Kruskal Algorithm proof

Question

I was reading the proof of Kruskal Algorithm Reference.

What I am not understanding is why we assume that Kruskal always chooses the smallest edges? Maybe it did not choose one of the smallest edges because it could form a cycle? So in the proof here (and actually in many other ones)Reference, at the end of the proof, they conclude that $w(e_i) = w(e_0)$ since Kruskal chose $e_i$ which implies $w(e_i) \leq w(e_0)$, but maybe Kruskal didn't choose $e_0$ because it could form a cycle even though $w(e_0) \leq w(e_i)$?

Answer 1

If $w(e_0)< w(e_i)$ and $e_0$ was not chosen then it means that it created a cycle with a subtree of $T$. This means that you will find an edge in $T$ that is not in $T_0$ and with strict smaller weight than $e_i$ which contradict the definition of $e_i$.

Answer 2

The idea is, you've made a forest $F$ out of your chosen edges.
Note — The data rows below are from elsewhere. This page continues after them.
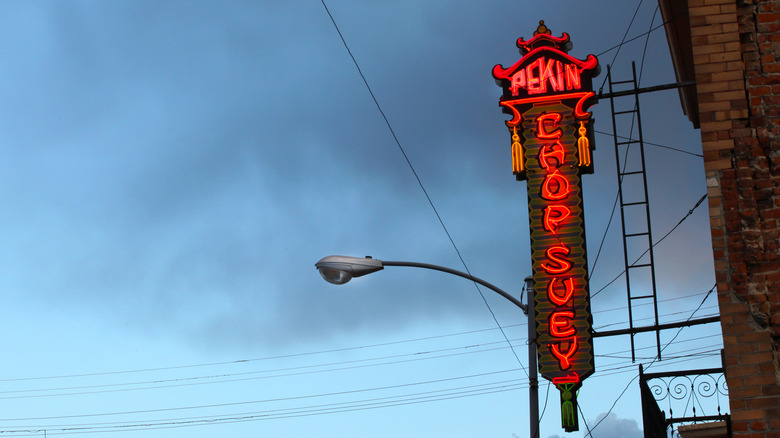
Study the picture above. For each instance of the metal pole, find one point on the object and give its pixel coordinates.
(533, 379)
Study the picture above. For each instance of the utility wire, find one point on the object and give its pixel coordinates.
(419, 181)
(654, 360)
(690, 212)
(653, 144)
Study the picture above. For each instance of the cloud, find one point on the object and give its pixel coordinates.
(613, 427)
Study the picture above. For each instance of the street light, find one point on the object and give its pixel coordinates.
(340, 269)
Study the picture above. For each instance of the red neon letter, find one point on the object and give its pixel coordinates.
(558, 265)
(563, 358)
(557, 182)
(541, 130)
(547, 75)
(518, 82)
(554, 214)
(568, 291)
(534, 83)
(561, 324)
(572, 377)
(551, 150)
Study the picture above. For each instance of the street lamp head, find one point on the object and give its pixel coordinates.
(341, 269)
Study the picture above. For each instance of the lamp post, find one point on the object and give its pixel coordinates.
(340, 269)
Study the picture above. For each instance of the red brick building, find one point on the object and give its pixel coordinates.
(731, 48)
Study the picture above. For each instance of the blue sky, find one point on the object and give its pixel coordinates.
(171, 171)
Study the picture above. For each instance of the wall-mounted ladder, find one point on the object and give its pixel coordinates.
(634, 203)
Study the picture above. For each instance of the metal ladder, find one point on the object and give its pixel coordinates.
(633, 198)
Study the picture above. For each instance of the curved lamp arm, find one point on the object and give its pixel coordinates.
(341, 269)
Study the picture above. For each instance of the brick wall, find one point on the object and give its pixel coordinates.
(736, 48)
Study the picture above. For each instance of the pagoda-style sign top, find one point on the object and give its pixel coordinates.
(547, 93)
(546, 68)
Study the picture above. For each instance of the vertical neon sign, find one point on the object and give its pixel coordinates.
(547, 92)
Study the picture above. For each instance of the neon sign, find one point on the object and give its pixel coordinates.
(547, 93)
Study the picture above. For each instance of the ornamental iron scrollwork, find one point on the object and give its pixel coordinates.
(683, 397)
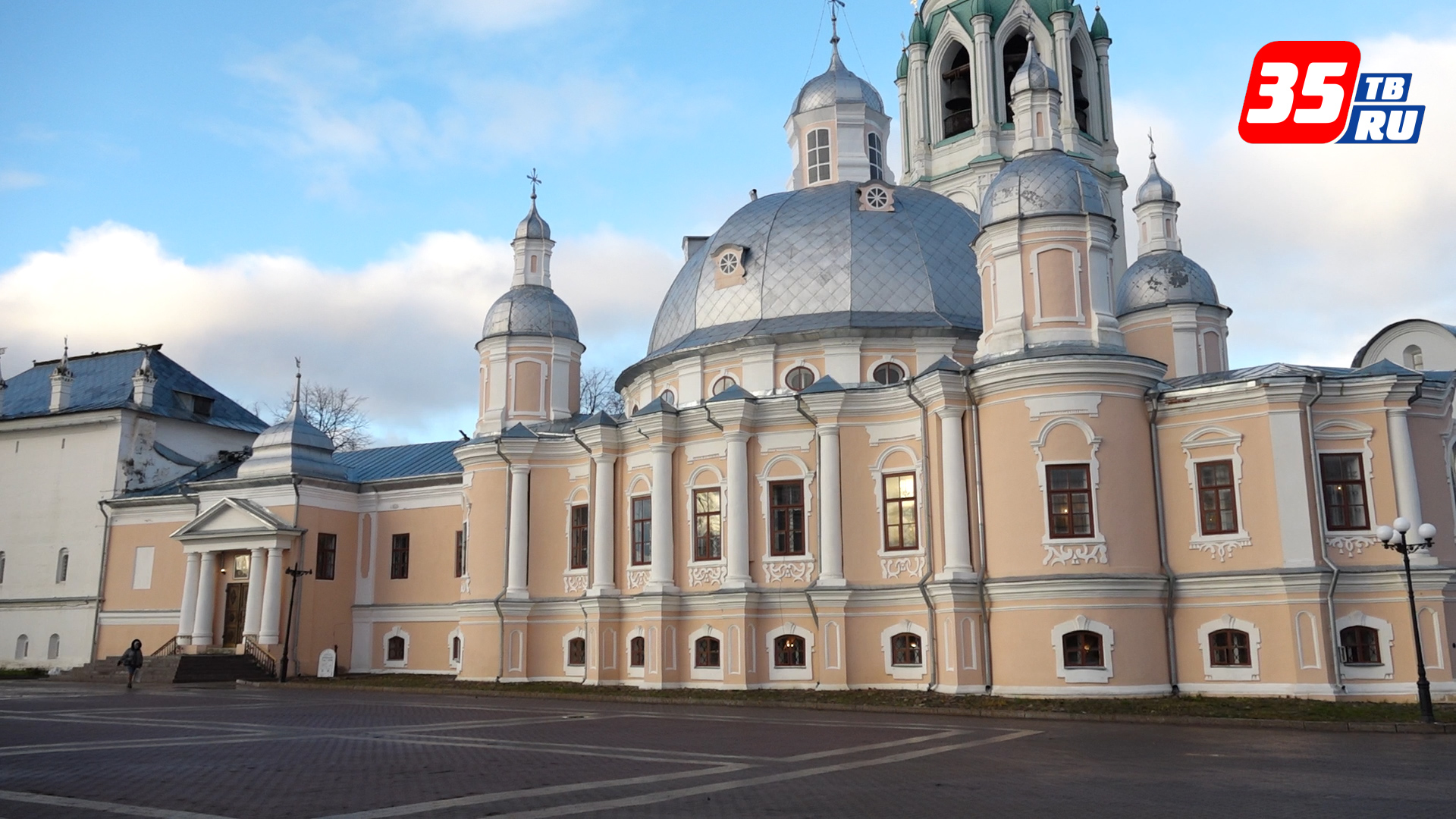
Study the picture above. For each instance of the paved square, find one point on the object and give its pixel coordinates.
(175, 752)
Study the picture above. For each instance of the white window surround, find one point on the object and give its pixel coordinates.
(905, 672)
(403, 634)
(1085, 675)
(723, 653)
(1386, 643)
(1219, 547)
(565, 651)
(1076, 279)
(1075, 551)
(1229, 673)
(791, 673)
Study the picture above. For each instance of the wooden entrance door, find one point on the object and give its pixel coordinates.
(235, 608)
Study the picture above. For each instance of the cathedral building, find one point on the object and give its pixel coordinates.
(919, 428)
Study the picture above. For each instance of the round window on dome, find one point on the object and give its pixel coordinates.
(799, 379)
(889, 373)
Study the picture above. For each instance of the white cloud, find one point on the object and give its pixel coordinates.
(400, 331)
(17, 180)
(1316, 246)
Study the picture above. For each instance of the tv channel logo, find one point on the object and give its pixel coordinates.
(1312, 93)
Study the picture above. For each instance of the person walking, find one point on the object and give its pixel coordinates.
(133, 661)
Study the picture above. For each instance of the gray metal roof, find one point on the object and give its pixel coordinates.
(814, 261)
(530, 309)
(1038, 184)
(836, 85)
(1164, 278)
(104, 382)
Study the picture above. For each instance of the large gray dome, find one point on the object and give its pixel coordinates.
(1038, 184)
(816, 261)
(837, 85)
(1164, 278)
(530, 309)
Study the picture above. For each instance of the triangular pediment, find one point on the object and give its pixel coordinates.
(232, 518)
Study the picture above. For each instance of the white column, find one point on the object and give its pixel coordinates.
(519, 535)
(256, 566)
(206, 592)
(273, 598)
(661, 518)
(832, 535)
(603, 531)
(188, 615)
(736, 521)
(954, 507)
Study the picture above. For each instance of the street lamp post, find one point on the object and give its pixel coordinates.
(1394, 538)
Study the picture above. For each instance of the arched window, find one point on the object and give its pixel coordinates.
(707, 653)
(1229, 648)
(788, 651)
(1082, 651)
(905, 649)
(817, 155)
(799, 379)
(956, 93)
(1360, 646)
(1414, 359)
(889, 373)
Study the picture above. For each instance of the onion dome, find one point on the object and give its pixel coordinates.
(1164, 278)
(837, 85)
(530, 309)
(1038, 184)
(816, 261)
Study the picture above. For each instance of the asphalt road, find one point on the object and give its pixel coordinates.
(175, 752)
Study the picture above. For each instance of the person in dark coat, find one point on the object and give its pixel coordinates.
(133, 661)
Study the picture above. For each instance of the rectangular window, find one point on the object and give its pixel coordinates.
(641, 531)
(459, 553)
(579, 537)
(400, 557)
(1218, 513)
(1343, 475)
(786, 518)
(1069, 502)
(327, 557)
(900, 521)
(708, 525)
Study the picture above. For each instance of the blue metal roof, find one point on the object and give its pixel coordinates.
(410, 461)
(104, 382)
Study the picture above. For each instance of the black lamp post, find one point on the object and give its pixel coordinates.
(1394, 538)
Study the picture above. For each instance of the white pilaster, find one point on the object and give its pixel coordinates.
(273, 598)
(603, 534)
(954, 507)
(206, 595)
(519, 537)
(188, 614)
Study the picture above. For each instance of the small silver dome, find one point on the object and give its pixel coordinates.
(837, 85)
(1038, 184)
(533, 226)
(1164, 278)
(530, 309)
(817, 262)
(1033, 74)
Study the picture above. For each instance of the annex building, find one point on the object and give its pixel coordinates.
(949, 425)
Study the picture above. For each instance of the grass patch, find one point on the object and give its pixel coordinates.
(1225, 707)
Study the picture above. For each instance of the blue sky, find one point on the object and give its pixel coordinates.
(150, 150)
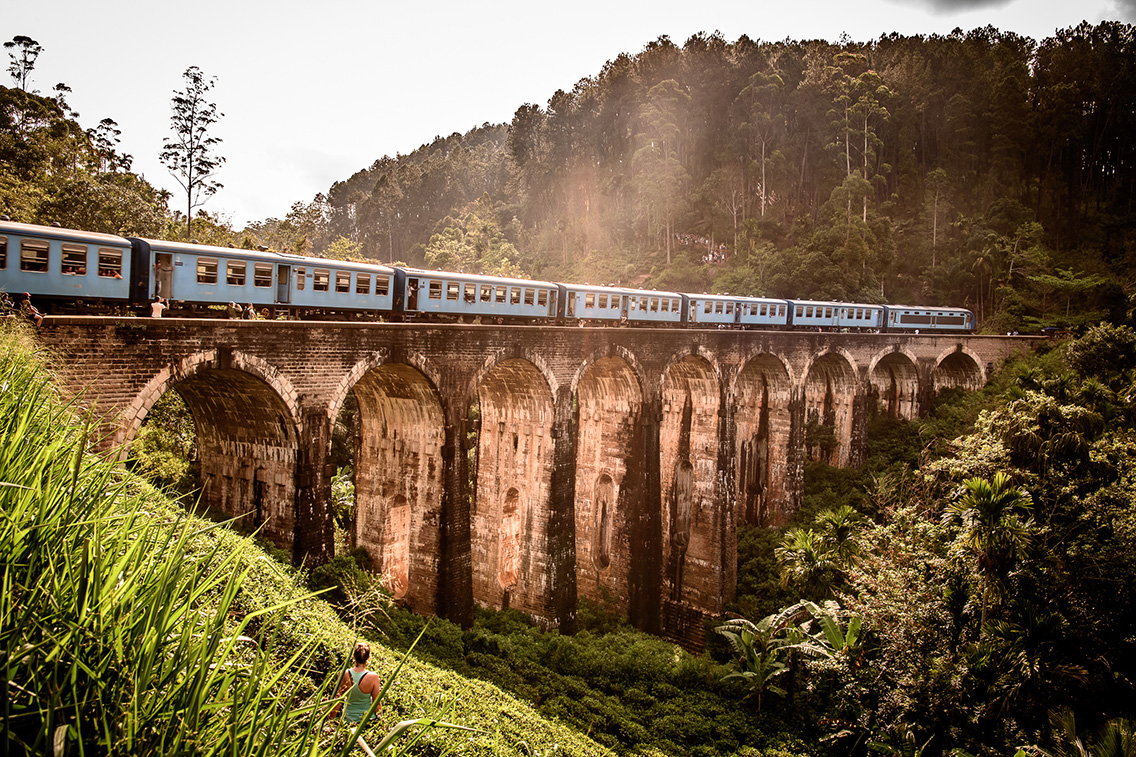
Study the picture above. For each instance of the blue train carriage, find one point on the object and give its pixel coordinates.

By induction assume there exists $T$ a minimum spanning tree containing those edges and none of the rejected edges.

Then the algorithm chooses $e_1$ ($e_i$ in your link).
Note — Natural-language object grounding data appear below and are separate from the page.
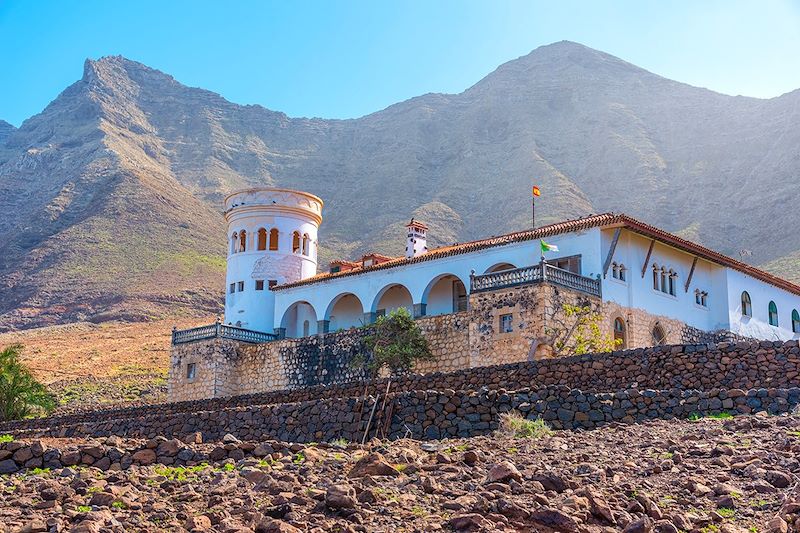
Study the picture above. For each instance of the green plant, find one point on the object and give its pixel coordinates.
(515, 425)
(579, 329)
(21, 395)
(396, 343)
(340, 442)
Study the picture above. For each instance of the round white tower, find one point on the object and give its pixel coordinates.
(272, 239)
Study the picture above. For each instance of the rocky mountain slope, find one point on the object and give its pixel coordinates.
(113, 192)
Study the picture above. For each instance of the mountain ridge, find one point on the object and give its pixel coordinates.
(115, 188)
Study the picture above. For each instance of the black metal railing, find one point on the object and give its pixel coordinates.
(223, 331)
(535, 274)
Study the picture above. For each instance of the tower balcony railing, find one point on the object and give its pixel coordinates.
(535, 274)
(221, 331)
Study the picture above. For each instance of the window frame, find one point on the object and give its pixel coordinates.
(506, 317)
(772, 314)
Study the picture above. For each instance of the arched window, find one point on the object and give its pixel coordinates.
(672, 281)
(262, 239)
(296, 242)
(659, 335)
(747, 305)
(773, 314)
(619, 332)
(273, 239)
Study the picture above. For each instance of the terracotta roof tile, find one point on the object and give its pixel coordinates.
(593, 221)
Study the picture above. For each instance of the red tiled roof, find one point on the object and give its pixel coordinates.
(593, 221)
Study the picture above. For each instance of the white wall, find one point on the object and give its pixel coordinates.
(417, 277)
(345, 313)
(255, 309)
(760, 295)
(638, 291)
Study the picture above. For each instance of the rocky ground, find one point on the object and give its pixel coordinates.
(706, 476)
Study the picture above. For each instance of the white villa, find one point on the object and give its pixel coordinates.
(273, 284)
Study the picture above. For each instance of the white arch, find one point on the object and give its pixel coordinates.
(439, 298)
(344, 313)
(294, 318)
(396, 299)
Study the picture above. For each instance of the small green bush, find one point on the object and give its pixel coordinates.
(396, 343)
(21, 395)
(516, 425)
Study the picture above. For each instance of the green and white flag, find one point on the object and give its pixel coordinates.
(548, 247)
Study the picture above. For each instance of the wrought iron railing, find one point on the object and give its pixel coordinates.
(535, 274)
(222, 331)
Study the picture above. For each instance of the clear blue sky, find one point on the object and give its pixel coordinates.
(338, 59)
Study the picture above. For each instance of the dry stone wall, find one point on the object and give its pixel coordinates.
(431, 414)
(725, 366)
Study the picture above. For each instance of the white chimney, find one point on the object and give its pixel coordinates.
(416, 238)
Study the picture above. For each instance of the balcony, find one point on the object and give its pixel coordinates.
(535, 274)
(222, 331)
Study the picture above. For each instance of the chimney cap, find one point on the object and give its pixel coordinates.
(417, 224)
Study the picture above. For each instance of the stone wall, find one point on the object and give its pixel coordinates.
(228, 368)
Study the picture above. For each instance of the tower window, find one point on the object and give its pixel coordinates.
(296, 242)
(273, 239)
(262, 239)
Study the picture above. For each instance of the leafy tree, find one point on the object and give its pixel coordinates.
(21, 395)
(578, 329)
(396, 343)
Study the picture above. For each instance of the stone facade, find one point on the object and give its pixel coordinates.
(468, 339)
(760, 366)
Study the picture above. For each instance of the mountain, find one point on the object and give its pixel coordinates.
(114, 191)
(6, 129)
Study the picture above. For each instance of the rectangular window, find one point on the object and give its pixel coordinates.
(506, 323)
If $e_1$ is in $T$ then the inductive conclusion is established.

Otherwise, $T + e_1$ contains a cycle $C$.

$C$ contains an edge $e_2$ ($e_0$ in your link), distinct from $e_1$, not in $F$. Because otherwise $F+e_1$ would have a cycle.
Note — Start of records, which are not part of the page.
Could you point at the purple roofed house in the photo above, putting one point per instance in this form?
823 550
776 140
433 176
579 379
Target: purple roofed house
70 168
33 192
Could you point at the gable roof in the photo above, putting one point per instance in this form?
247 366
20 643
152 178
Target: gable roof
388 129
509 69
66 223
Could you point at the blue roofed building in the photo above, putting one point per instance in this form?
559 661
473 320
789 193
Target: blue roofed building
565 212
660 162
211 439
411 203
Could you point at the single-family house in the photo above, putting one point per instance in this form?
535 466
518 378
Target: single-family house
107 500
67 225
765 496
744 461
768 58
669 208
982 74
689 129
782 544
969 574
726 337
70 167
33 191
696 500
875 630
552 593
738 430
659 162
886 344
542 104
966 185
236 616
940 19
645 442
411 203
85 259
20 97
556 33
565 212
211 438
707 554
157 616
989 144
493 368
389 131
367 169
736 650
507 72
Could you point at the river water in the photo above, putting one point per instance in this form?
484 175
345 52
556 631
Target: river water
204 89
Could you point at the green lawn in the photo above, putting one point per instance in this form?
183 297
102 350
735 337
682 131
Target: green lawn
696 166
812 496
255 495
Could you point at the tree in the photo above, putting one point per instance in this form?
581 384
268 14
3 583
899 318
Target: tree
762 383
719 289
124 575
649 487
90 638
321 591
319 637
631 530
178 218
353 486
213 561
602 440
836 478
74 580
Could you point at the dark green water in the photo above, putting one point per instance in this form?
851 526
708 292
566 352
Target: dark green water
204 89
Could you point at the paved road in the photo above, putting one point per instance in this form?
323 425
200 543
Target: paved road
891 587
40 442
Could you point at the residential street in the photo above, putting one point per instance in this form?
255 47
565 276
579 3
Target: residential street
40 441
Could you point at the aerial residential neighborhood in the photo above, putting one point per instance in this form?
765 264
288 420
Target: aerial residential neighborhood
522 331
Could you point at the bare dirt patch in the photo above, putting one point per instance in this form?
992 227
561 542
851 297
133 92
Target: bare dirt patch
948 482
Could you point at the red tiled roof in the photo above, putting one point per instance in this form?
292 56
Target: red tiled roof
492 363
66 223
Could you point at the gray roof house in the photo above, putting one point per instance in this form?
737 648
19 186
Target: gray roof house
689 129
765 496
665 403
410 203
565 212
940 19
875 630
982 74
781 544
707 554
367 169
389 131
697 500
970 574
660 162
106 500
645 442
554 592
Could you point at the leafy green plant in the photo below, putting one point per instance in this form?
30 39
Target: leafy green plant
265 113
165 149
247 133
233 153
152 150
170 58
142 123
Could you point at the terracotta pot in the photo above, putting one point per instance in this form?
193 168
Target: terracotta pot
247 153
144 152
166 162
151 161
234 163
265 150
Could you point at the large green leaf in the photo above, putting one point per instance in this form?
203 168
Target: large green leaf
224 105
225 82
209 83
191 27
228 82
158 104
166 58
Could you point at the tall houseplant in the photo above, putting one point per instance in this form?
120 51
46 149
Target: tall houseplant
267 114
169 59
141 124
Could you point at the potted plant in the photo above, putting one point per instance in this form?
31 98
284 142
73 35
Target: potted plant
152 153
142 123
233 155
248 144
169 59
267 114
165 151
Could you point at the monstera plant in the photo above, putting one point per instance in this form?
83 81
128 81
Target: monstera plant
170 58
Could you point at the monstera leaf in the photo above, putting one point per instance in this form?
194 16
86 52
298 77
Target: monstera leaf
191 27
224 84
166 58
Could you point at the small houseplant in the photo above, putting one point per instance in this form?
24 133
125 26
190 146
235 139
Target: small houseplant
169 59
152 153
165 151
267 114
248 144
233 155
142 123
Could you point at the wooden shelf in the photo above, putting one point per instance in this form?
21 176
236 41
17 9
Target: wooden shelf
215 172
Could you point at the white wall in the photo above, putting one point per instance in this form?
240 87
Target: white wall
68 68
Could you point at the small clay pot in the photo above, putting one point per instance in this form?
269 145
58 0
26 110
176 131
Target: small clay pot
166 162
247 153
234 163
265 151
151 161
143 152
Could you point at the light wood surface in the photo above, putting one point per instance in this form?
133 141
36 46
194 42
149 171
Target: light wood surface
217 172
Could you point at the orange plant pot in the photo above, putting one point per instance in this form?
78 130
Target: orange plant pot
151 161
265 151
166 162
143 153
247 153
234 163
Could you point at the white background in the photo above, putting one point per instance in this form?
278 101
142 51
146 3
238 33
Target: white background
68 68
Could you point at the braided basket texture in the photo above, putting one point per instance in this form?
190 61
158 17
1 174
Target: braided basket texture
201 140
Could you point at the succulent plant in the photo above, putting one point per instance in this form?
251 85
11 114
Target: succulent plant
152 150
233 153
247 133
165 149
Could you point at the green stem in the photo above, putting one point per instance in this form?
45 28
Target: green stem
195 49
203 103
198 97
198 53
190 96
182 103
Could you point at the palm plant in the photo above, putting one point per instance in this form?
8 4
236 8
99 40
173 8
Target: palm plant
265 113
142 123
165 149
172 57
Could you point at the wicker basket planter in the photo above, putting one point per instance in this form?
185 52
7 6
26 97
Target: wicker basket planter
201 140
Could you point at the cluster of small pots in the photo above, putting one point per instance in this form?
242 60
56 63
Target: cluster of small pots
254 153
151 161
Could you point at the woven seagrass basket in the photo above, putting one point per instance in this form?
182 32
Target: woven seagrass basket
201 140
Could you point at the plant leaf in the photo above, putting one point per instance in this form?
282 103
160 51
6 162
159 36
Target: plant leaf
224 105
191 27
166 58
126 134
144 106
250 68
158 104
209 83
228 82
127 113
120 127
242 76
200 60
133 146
$e_2$ cannot be smaller than $e_1$, because it would have been previously chosen by the algorithm. I think this is the part you are asking about. Adding $e_2$ to $F$ can't form a cycle because $T$ is a supergraph of $F$ and $T$ without $e_1$ doesn't form a cycle.

$e_2$ cannot be larger than $e_1$, because then $T + e_1 - e_2$ is a smaller spanning tree than $T$, violating the induction assumption.

So $T + e_1 - e_2$ is a minimum spanning tree containing $F+e_1$ and the inductive conclusion is satisfied.

Answer 3

In the linked proof $T$ is a spanning tree produced by Kruskal's algorithm and $T_0$ is a minimum spanning tree. Also $e_1, e_2, \ldots, e_{i-1}$ are all edges of both $T$ and $T_0$, and $e_i$ is an edge of $T$ but not one of $T_0$.

The edge $e_0$ is chosen to be an edge of the cycle $C$ in $G_0$, but not an edge of $T$. The edges of $G_0$ are the edges of $T_0$ together with $e_i$, which is an edge of $T$, so $e_0$ must be an edge of $T_0$.

Hence $e_1, e_2, \ldots, e_{i-1}$ and $e_0$ are all edges of the tree $T_0$ and trees don't contain cycles, so in Kruskal's algorithm choosing $e_0$ rather than $e_i$ as the next edge would not make a cycle.